Neden Marx Okumalıyız?
Ola ki Platon (Eflatun), ‘yüce’ bir entelektüel mirasla yetinmek zorunda kalmak yerine, fikirlerini dünyayı pratik yönlerde değiştirmek için kullanmak isteyen bir filozof olsaydı, işte o zaman Marx’ın çalışmalarının oldukça ters bir etkisi olurdu. Gençlik dönemi eseri “Feuerbach Üzerine Tezler’de, Marx “filozoflar şimdiye dek yalnızca dünyayı yorumlamışlardır; önemli olan mesele onu (pratikte) değiştirmektir” diye yazmıştır. Kendisi vefatından sonra doğan etkilerle yetinmek durumunda kalırken, ölümünden sonraki 40 yıldan daha az bir sürede, Ekim Devrimi ile Marxist Bolşevik Partisi Rusya’da iktidarı ele geçirdi ve dünyayı onlarca yıl silip süpüren, ve kasıp kavuran bir dizi Komünist devrim ve darbenin başlangıcına neden oldu. Marksizm fenomeni doruk noktasına ulaştığında, milyarlarca insan, çoğunlukla Marksist fikirlere bağlılık iddiasında bulunan gaddar yönetimlerin altında yaşamını sürdürüyordu.
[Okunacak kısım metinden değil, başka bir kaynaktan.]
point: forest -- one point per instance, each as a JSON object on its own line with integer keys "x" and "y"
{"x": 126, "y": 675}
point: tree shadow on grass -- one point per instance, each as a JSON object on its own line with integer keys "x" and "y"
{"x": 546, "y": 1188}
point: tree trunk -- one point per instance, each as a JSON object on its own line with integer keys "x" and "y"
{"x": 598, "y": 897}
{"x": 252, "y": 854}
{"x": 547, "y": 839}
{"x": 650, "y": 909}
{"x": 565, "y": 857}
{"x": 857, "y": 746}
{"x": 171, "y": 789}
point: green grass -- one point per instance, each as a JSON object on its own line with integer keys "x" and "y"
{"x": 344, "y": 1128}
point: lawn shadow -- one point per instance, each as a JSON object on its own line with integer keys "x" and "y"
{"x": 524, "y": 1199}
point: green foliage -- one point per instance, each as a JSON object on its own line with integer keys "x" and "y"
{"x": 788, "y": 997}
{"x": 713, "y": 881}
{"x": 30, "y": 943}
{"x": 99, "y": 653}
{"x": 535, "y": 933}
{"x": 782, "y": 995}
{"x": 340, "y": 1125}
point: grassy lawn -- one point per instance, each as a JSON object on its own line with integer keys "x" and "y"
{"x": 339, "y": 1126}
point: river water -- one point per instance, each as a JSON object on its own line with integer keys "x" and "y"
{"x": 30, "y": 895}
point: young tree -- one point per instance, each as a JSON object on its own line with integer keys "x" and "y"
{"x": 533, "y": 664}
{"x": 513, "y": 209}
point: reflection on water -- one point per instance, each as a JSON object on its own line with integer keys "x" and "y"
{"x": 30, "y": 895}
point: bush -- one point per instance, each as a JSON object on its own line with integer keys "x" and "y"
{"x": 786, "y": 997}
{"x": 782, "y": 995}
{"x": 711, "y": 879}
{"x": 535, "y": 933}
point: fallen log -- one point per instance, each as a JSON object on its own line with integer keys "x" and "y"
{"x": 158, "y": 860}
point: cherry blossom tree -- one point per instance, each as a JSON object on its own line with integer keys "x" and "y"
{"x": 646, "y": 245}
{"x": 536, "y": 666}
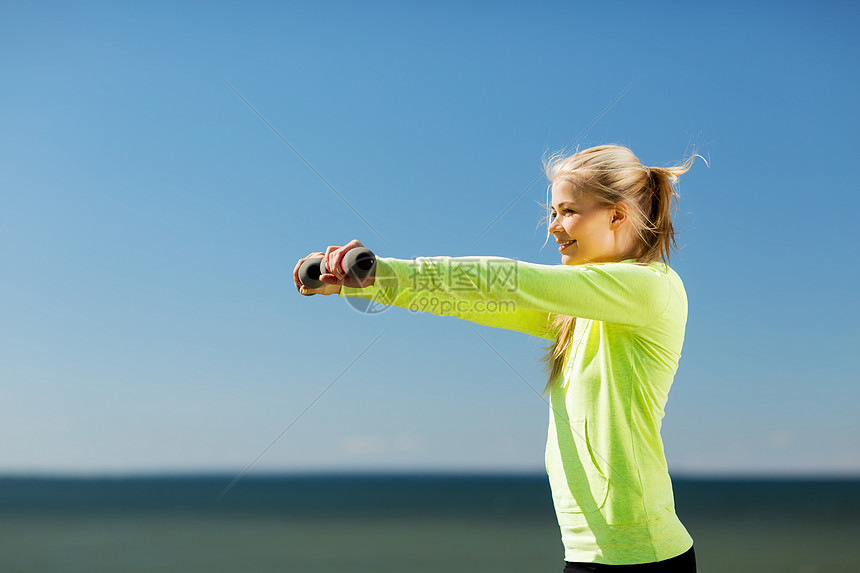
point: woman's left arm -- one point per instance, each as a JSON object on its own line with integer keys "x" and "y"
{"x": 621, "y": 293}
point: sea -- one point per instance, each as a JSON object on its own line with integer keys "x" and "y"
{"x": 394, "y": 523}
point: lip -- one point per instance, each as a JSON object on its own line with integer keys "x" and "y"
{"x": 562, "y": 247}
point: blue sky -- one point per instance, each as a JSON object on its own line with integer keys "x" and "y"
{"x": 150, "y": 221}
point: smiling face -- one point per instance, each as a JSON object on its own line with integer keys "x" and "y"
{"x": 588, "y": 231}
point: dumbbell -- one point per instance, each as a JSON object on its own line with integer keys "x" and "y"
{"x": 356, "y": 264}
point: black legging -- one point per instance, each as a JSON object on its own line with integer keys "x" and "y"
{"x": 684, "y": 563}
Her ne kadar mevzu bahis rejimlerin birçoğunun 1989 yılında yıkılmaya başlamış olması, pek çoklarının Marx’ın entelektüel tesirinin ve tabii genel manada etkisinin sona erdiğini varsaymasına yol açmasına rağmen, Marx’ın heyulası asla ortadan kaybolmadı. Ve 2008 Ekonomik Durgunluğu’nu takip eden 10 yıl içinde, kendisinin şöhreti, ismiyle ilişkilendirilmiş acımasızlıklara rağmen, bir çeşit canlanmaya, bir Rönesans’a nail oldu. Gerçekten de, totaliterlik ile ilişkisi yüzünden anakroniktik ve lekelenmiş olan pek çok şeyi bir köşeye atmamız gerekse de, “The Economist” gibi kapitalizm yanlısı girişimler bile, Marx’ın analizlerinden öğrenebileceğimiz pek çok şey olduğunu kabul etmek zorunda kaldılar.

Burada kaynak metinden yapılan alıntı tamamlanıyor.